The faint smile of forgiveness warmed my soul.

"You doing okay? Enjoyed any sessions this afternoon?" I was hoping, maybe fishing, for positives.

"Thanks for asking. Yes, fine so far. And whoever picked your wine did a nice job." She held up her glass. "Zinfindel it is."

"That's Sarah Willoughsby, the one who dragged me off earlier today, she's been marvelous, handled the local angle on the program, done a million things."

"She's at your college?"

"Even better, my own department."

"You're a lucky one then."

She asked about my own work, always a dangerous proposition to anyone with research interests. Crack the spigot open and you get a flood.

Harvey of course was amazing however you cast him. I talked about those early 16th and 17th Century medical pioneers, how they were light-years advanced from their medieval predecessors, all busy with their Galenic stratagems, leeching patients to regulate their "humors," possessing no knowledge of microbial distress agents, and attributing plagues and sicknesses to watery miasmas, all that.

And how Harvey had blown all of that out of the water with his magisterial De Motu Cordis in 1628. My whole skin got tingly just describing that milestone publication to Clare, outlining what he must have felt when he got the first copy from the printers, what it would mean for medical science and the intellectual fervor of that exuberant century.

Harvey had been just one of the earliest to go empirical. Understanding by observing, then taking things apart to gain knowledge of underlying structures. I told her how every morning when I woke, I looked at my hands with their veins and pink-white overall color, felt my pulse—that heart that lived even when I was asleep and which Harvey had been the first to identify as a pump in a closed system! Pushing blood through my body, into the lungs for fresh air, "pneuma" as Harvey called it, and ensuring that I was alive for another day.

Harvey defied easy analysis from just about everyone. He wasn't a classic empiricist, his stunning discovery, really no other word for it, of the circulation system didn't really alter his actual medical practice. Still did the same Galenic things, bloodletting, adjusting humors, all of that. It took further generations to put more power into clinical practices as a result of the better understanding of circulation.

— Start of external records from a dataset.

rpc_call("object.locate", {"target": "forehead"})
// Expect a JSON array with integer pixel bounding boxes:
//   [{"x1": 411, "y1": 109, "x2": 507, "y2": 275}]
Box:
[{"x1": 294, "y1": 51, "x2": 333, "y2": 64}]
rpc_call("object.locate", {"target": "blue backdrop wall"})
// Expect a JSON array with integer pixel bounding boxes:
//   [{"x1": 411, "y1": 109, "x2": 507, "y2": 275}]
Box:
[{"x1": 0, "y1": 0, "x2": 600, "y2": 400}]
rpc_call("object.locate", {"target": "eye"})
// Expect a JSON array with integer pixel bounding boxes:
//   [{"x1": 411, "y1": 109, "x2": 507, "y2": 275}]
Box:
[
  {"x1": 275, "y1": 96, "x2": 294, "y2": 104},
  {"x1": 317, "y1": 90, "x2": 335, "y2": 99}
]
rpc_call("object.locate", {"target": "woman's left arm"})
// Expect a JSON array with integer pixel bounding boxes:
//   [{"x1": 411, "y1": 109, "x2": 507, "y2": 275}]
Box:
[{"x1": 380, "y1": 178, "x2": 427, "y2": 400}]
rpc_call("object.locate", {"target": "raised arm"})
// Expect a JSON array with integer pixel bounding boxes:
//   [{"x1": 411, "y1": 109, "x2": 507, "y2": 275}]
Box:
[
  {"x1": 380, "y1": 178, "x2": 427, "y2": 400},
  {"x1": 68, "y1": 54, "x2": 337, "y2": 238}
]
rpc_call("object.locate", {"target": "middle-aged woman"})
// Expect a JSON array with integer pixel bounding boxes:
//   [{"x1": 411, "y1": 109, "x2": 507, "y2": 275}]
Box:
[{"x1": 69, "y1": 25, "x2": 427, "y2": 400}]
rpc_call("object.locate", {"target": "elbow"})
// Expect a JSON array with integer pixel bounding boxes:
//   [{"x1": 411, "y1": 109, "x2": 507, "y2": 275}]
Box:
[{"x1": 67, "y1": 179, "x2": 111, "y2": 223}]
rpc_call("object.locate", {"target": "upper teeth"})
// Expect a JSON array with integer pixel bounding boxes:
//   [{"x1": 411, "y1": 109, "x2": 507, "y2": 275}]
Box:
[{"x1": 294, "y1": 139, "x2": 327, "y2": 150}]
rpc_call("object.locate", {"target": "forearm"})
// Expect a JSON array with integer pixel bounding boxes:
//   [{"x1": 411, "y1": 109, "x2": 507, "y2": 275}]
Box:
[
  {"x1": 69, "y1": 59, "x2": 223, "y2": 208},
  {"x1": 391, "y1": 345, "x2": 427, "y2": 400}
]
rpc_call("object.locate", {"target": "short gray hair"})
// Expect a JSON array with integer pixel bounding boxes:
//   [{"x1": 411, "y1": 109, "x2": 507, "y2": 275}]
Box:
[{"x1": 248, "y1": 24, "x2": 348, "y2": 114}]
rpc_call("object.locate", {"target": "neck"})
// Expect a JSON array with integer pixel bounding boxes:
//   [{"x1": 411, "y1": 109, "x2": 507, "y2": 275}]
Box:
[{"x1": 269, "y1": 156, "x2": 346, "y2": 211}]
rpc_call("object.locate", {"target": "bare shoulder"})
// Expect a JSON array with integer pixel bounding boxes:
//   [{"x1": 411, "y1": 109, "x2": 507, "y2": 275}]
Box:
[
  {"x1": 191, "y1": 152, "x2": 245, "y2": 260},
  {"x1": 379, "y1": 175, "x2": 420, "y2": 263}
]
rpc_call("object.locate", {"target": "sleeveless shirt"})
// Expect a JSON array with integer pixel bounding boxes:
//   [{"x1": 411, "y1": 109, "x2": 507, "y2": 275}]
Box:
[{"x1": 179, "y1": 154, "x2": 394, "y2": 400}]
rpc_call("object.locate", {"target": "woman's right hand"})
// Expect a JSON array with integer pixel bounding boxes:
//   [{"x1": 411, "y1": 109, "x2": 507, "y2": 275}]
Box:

And his network! I went on, describing the early origins of the Royal Society, Harvey's short but distinguished time at Oxford during the Civil War as a Royalist, rubbing shoulders with those practicing "chirurgy." All amazingly brilliant, it almost made me want to live back then, until I started to think about dental care. Or a ruptured appendix. Or kidney stones. The "cures" for all these ailments could kill. I stopped short, nearly out of breath. Of course I was talking to a person in a wheelchair. Probably she wouldn't have lasted a week in her condition back in those days. I suddenly grew embarrassed.

"Sorry, you got me going."

"No, no, that's fascinating."

I steered the conversation into other directions, and asked about her work at ASU. I was wondering how she managed in the desert heat.

I got a sidelong look.

"Spring semester is not so bad, but when fall term begins in August, it is frightful hot. The wheelchair rims are aluminum," she grabbed one for emphasis, "they conduct heat extremely well and get hot enough if they're in the sun too long they burn your hands. I've always worn gloves." She pointed to a pair of bicycle style, half-fingered gloves I had noted on her hands earlier, folded up neatly next to her on the table.